Published on: 17 September 2021
South Tyneside and Sunderland NHS Foundation Trust is safely easing some of its visitor restrictions next week by introducing a booking system on its adult inpatient wards to allow patients to have precious time with their loved ones.
The Trust took the very difficult decision to temporarily suspend some visiting in in July 2021 due to the rising cases of COVID-19 and increase in patients being admitted with serious illness. However, the success of the vaccine programme has meant that the Trust is able to start re-introducing some visiting at its three main hospital sites and Intermediate Care and Rehabilitation (ICAR) Unit based at Houghton Primary Care Centre.
From Monday (20th September), adult inpatients will be able to have one named person visit them through a bookable appointment system. Pregnant women will also now be able to be accompanied by one person during all antenatal appointments and have one person with them during labour and delivery.
Visitors will be asked to wear personal protective equipment (PPE), including face mask, gloves and apron during their visit and must follow guidance around hand washing and social distancing to protect patients and staff. The Trust is also asking that only those who have received both doses of the COVID-19 visit patients as community infections are still high across South Tyneside and Sunderland.
Visitors are also asked to test themselves for COVID-19 at home before they come into the hospital, using testing kits widely available from local pharmacies, testing sites and the Government website.
Visiting in exceptional circumstances, such as at end of life or to support carers provide essential support to patients with dementia or a learning disability, will continue as it has done throughout the pandemic and will be at the discretion of the nurse in charge.
Restrictions remain in place across some areas of the hospitals in South Tyneside and Sunderland, including:
The Trust will continue to provide virtual visiting via iPads for patients who do not have the means to contact family and friends and will continue to pass on messages, letters and photos through its #SendingLove scheme. Full details of the scheme can be found on the Trust website www.stsft.nhs.uk.
Elaine Coghill, Deputy Chief Nurse at South Tyneside and Sunderland NHS Foundation Trust said: “We know that visiting is really important to our patients and their families, but we cannot forget that we are still in a global pandemic and we need to take a safe and cautious approach to allowing visitors back into our hospitals.

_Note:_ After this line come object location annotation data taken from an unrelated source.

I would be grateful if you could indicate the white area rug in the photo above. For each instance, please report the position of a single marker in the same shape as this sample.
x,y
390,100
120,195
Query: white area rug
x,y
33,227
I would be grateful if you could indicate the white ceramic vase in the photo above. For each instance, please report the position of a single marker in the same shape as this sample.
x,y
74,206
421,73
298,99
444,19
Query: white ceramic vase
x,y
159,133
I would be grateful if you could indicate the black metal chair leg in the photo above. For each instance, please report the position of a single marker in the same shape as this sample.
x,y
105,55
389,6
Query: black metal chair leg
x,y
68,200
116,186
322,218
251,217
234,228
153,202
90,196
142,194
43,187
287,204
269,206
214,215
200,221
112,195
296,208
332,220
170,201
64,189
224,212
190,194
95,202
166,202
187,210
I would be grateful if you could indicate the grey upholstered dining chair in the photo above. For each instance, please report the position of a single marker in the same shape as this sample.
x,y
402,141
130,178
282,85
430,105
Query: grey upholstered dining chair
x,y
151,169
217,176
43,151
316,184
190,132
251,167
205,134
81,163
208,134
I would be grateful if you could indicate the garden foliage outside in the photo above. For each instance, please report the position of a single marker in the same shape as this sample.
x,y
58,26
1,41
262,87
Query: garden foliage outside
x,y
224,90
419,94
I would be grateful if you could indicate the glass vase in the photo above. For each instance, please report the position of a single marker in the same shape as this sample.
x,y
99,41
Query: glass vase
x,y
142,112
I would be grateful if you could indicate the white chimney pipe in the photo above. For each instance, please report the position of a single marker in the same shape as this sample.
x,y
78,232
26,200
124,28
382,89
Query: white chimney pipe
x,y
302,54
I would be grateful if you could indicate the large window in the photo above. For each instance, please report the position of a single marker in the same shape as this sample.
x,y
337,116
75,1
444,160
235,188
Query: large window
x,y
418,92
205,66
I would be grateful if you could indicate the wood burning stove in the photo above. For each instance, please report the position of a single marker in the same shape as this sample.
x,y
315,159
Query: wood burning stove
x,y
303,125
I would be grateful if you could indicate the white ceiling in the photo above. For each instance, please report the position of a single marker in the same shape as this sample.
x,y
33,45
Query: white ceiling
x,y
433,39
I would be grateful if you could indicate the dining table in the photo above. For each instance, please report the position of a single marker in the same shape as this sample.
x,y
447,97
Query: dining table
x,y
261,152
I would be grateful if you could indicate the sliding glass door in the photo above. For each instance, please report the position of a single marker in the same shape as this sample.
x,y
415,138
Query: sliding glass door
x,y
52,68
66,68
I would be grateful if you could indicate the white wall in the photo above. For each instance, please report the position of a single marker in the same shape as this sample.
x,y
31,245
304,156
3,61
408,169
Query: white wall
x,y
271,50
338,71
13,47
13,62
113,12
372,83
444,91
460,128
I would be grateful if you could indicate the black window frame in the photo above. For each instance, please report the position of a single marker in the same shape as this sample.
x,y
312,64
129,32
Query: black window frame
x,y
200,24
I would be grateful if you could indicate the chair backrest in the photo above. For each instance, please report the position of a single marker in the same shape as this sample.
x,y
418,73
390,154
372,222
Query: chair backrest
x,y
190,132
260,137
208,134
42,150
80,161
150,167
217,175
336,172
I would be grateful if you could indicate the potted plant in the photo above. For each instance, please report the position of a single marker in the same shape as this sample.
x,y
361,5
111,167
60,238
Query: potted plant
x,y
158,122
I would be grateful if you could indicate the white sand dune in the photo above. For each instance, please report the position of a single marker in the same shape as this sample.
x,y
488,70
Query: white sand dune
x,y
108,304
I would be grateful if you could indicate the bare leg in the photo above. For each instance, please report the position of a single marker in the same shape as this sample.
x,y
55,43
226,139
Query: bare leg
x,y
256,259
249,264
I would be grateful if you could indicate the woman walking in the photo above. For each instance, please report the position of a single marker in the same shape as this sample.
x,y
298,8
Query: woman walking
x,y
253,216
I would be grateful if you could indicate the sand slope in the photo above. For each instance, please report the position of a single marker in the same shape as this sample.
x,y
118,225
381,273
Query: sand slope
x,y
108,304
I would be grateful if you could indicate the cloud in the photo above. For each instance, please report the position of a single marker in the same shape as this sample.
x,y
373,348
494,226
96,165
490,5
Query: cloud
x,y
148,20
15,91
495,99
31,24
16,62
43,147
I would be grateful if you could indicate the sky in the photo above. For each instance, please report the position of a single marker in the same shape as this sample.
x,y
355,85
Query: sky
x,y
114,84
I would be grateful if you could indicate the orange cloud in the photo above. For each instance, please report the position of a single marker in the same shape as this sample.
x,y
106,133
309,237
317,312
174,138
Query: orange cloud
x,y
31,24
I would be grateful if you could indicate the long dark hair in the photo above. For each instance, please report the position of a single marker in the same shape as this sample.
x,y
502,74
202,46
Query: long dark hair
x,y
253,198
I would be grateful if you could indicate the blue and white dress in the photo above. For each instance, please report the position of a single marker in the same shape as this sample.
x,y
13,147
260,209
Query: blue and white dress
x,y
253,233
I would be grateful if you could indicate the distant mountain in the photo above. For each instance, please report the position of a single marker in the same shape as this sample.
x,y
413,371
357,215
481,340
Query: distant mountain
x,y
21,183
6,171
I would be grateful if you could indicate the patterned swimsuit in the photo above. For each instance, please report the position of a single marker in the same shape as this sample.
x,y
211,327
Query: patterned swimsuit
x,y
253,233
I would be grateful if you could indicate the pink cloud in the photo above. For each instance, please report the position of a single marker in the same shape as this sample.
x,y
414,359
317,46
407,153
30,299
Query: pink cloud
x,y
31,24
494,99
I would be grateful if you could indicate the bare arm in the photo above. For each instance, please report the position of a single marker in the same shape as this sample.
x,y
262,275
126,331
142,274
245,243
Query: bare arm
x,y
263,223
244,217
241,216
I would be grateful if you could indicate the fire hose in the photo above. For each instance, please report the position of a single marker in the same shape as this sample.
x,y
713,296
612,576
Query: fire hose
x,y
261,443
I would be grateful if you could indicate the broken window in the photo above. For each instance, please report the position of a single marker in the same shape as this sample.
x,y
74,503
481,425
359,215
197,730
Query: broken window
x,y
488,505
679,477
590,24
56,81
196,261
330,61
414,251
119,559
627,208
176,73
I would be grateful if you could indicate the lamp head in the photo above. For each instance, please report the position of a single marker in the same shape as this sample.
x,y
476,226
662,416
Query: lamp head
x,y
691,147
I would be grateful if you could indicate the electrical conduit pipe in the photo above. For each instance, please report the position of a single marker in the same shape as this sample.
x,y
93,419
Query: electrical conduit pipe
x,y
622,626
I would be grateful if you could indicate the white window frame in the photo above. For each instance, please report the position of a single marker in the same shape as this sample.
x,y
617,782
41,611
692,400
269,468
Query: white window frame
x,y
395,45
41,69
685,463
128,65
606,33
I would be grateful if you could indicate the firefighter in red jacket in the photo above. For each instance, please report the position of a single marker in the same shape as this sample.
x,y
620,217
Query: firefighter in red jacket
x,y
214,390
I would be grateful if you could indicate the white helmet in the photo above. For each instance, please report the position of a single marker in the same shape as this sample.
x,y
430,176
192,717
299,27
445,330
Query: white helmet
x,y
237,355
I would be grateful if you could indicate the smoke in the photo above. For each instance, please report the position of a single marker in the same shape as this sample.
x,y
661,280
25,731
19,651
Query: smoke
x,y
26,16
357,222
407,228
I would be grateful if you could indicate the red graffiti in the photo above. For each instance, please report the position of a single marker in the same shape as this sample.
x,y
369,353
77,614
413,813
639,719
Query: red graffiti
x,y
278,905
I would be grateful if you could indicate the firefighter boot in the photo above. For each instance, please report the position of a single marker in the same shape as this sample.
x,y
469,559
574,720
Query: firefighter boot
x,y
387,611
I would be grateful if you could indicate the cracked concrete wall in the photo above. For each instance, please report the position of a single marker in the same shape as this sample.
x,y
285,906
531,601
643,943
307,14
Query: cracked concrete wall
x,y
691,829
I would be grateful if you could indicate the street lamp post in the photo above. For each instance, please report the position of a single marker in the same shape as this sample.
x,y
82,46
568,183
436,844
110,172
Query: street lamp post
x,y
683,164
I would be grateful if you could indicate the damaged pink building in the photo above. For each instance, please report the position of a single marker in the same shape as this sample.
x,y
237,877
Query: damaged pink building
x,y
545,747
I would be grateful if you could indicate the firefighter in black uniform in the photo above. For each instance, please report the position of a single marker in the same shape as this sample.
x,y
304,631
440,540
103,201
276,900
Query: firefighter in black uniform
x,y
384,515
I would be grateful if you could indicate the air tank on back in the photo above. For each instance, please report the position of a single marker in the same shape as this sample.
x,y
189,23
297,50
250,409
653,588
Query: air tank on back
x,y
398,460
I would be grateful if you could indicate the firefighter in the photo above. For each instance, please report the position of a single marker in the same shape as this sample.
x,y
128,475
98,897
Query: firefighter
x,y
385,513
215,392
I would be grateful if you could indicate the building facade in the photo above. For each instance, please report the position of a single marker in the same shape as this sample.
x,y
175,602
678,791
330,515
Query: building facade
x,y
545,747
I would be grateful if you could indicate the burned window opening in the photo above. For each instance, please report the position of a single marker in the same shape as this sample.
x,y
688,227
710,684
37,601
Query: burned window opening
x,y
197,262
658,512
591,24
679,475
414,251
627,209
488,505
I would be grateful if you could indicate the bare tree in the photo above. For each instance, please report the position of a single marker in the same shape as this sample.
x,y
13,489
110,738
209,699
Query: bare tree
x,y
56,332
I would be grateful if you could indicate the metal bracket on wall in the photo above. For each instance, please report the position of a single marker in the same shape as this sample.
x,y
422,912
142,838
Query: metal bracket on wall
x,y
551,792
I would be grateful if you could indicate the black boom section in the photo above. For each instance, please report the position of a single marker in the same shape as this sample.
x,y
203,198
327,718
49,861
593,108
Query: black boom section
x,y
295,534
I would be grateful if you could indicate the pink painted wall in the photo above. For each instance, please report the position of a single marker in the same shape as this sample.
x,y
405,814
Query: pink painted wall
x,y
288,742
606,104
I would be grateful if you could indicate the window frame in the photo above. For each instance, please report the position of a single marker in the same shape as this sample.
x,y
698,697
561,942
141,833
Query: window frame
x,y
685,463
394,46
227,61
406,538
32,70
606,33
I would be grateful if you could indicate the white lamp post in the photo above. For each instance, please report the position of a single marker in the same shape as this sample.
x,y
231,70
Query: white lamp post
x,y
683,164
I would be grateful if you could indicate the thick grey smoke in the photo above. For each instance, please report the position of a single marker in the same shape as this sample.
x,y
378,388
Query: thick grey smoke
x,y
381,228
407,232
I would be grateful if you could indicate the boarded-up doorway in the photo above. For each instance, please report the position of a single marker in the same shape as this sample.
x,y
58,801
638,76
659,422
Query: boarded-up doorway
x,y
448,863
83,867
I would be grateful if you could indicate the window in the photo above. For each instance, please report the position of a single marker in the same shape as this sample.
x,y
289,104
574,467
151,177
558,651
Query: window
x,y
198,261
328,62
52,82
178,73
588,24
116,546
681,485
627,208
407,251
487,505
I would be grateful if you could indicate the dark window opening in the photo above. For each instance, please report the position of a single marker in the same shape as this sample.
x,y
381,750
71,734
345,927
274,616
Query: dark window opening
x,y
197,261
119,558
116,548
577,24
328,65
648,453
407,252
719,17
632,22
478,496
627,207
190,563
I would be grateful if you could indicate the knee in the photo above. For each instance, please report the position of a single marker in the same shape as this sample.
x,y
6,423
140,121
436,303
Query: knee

“Spending time with loved ones is important for the recovery of our patients and undoubtedly has a positive effect on their mental wellbeing. We are looking forward to welcoming visitors back, but do ask that they take all necessary precautions. This includes having both doses of the COVID-19 vaccine and taking a home test before coming into our buildings.
“We are also asking all visitors to wear personal protective equipment, to wash their hands regularly and to stay away if they feel unwell in any way or have a member of their household with COVID-19. The pressures on our hospitals and community services are still significant and we must remember that we care for some of the sickest and most vulnerable people in our community. While we all want to return to some kind of normality, our absolute priority is to protect our patients and our staff.”
Details about visiting restrictions can be found at www.stsft.nhs.uk.
Symptoms of coronavirus include a high temperature, new continuous cough and a loss or change in your sense of taste and smell. If you experience any of these symptoms, you must isolate immediately and call 119 and arrange for a test.
If you develop symptoms you will be required to self-isolate. More information on self-isolation is available on the NHS website.